Michigan Tech Names New Provost

Jacqueline Huntoon, new provost and vice president for academic affairs
Jacqueline Huntoon, new provost and vice president for academic affairs

Jacqueline Huntoon has been named provost and vice president for academic affairs at Michigan Technological University. Huntoon has been dean of Michigan Tech’s Graduate School since 2005 and associate provost since 2011. She is also a professor in the Department of Geological and Mining Engineering and Sciences.

Her new appointment is effective July 20, 2015. She replaces Max Seel, who has returned to the Department of Physics faculty.

“I am honored to be given the opportunity to take on this new role and responsibility at Michigan Tech,” said Huntoon. “I have been with the University since 1990 and have come to feel that this place is my true home.”
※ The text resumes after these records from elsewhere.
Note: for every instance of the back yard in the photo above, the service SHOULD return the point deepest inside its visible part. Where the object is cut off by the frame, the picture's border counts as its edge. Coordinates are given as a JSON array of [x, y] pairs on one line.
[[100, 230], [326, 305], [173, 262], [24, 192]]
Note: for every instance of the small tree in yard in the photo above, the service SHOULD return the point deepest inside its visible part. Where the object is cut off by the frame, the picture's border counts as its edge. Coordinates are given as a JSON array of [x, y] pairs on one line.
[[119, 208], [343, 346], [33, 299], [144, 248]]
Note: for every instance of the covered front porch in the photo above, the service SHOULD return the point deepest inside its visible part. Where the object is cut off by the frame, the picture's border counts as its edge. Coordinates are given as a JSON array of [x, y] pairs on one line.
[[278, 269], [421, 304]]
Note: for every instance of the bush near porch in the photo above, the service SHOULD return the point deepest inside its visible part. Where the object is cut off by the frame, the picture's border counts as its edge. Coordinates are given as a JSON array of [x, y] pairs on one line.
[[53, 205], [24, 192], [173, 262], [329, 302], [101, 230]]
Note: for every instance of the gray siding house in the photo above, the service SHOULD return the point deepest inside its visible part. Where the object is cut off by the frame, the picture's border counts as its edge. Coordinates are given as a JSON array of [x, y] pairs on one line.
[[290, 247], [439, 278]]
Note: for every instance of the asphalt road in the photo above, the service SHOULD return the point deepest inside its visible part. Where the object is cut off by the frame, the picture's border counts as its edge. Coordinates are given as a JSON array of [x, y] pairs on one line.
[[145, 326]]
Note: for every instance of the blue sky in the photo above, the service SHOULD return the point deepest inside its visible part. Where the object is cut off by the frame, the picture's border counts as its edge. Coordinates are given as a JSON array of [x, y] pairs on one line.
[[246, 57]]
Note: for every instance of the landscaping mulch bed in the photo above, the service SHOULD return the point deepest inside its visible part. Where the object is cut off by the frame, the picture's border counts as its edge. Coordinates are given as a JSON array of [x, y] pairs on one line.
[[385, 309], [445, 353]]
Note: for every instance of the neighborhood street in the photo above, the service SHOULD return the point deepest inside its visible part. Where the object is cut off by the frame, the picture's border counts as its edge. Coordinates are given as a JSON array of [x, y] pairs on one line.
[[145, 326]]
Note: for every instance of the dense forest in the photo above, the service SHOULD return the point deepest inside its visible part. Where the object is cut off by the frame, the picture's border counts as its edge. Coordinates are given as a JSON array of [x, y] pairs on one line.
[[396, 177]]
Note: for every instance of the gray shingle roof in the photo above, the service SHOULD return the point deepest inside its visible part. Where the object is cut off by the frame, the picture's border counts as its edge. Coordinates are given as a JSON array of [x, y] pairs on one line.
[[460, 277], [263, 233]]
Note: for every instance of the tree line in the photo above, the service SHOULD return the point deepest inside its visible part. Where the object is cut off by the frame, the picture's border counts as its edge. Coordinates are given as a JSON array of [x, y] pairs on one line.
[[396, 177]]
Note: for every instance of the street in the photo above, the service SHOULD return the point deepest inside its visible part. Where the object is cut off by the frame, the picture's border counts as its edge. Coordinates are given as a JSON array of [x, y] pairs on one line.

“We are a unique institution in a beautiful area,” she went on to say. “Our students, faculty and staff are hardworking, creative and highly intelligent, and I know that I will continue to enjoy working with them all.“

President Glenn Mroz said the choice was a difficult one. “We had excellent candidates, and each brought different strengths,” he explained. “We had to decide who would be the best fit for the University at this time. Jackie’s experiences leading the Graduate School during a period of strategic growth align perfectly with the strategic plan recently approved by the Board of Trustees and our vision for 2035.”
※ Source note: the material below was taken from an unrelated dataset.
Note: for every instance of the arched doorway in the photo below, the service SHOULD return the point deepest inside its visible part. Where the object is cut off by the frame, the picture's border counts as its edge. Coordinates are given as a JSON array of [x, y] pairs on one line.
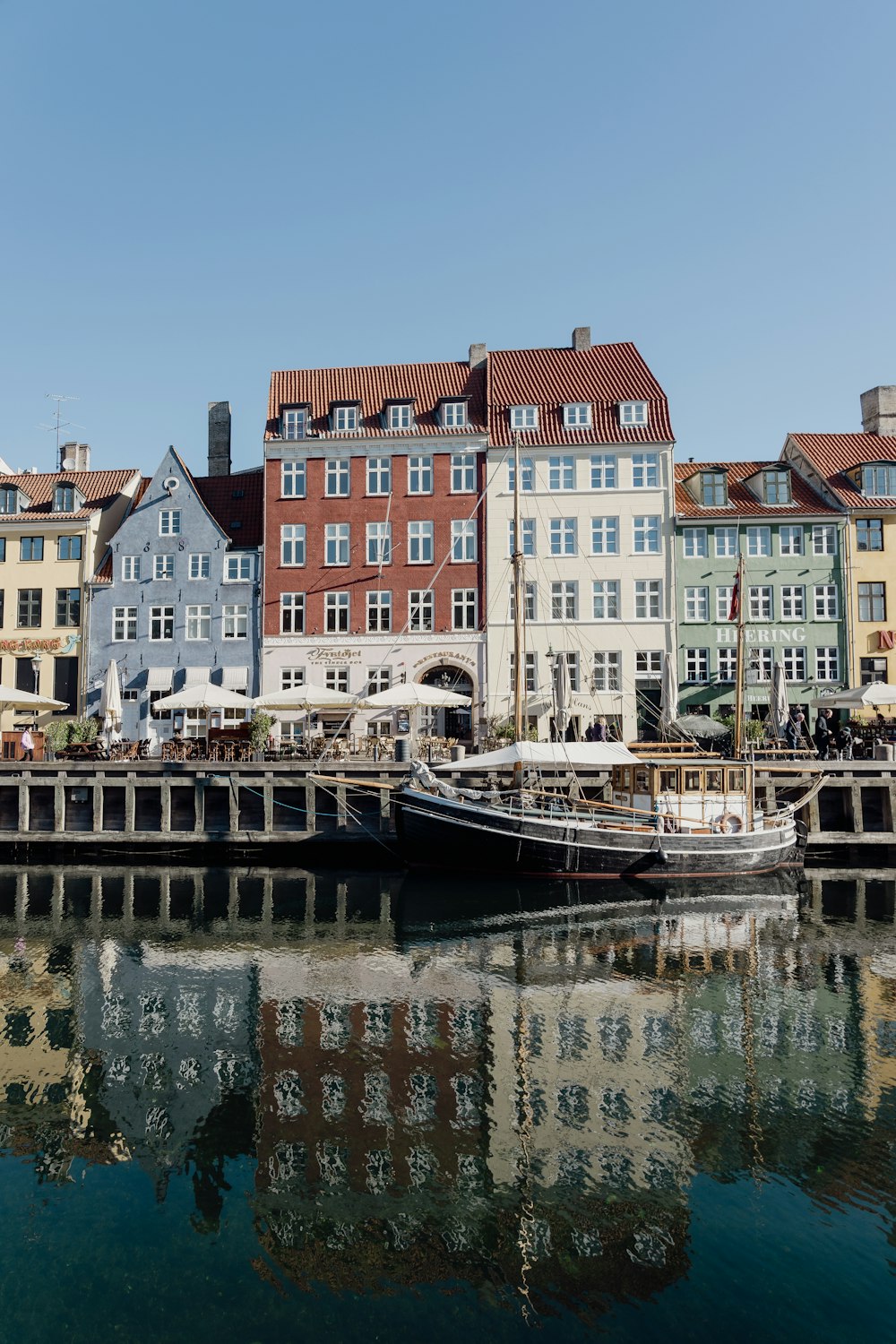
[[449, 722]]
Huntoon has been recognized nationally for her leadership in higher education and in her field of geology. She currently serves as the chair of the Graduate Record Exam Board, which oversees the exams most commonly used to evaluate the qualifications of students applying for graduate school, and she has served as program director for diversity and education at the National Science Foundation’s Directorate for Geosciences.

Huntoon earned her PhD in Geology at Pennsylvania State University. She is a member of the American Society for Engineering Education and has been elected a Fellow of the Geological Society of America. In 2011, she was elected to the Michigan Tech Academy of Teaching Excellence.

She has won more than two dozen sponsored research awards, including most recently a $5 million grant from the Herbert H. and Grace A. Dow Foundation to reform middle-school science teaching in Michigan.

Huntoon will work on transition plans for the Graduate School and her new post that she will assume on July 20. Dave Reed continues serving as Interim Provost until that time. “I plan to work with President Mroz and the deans to articulate a strategy for the coming years that will help keep us on our path toward achieving the goals stated in the University's Strategic Plan and Vision for 2035,” she said.

Michigan Technological University is a public research university founded in 1885 in Houghton, Michigan, and is home to more than 7,000 students from 55 countries around the world. Consistently ranked among the best universities in the country for return on investment, Michigan’s flagship technological university offers more than 120 undergraduate and graduate degree programs in science and technology, engineering, computing, forestry, business and economics, health professions, humanities, mathematics, social sciences, and the arts. The rural campus is situated just miles from Lake Superior in Michigan's Upper Peninsula, offering year-round opportunities for outdoor adventure.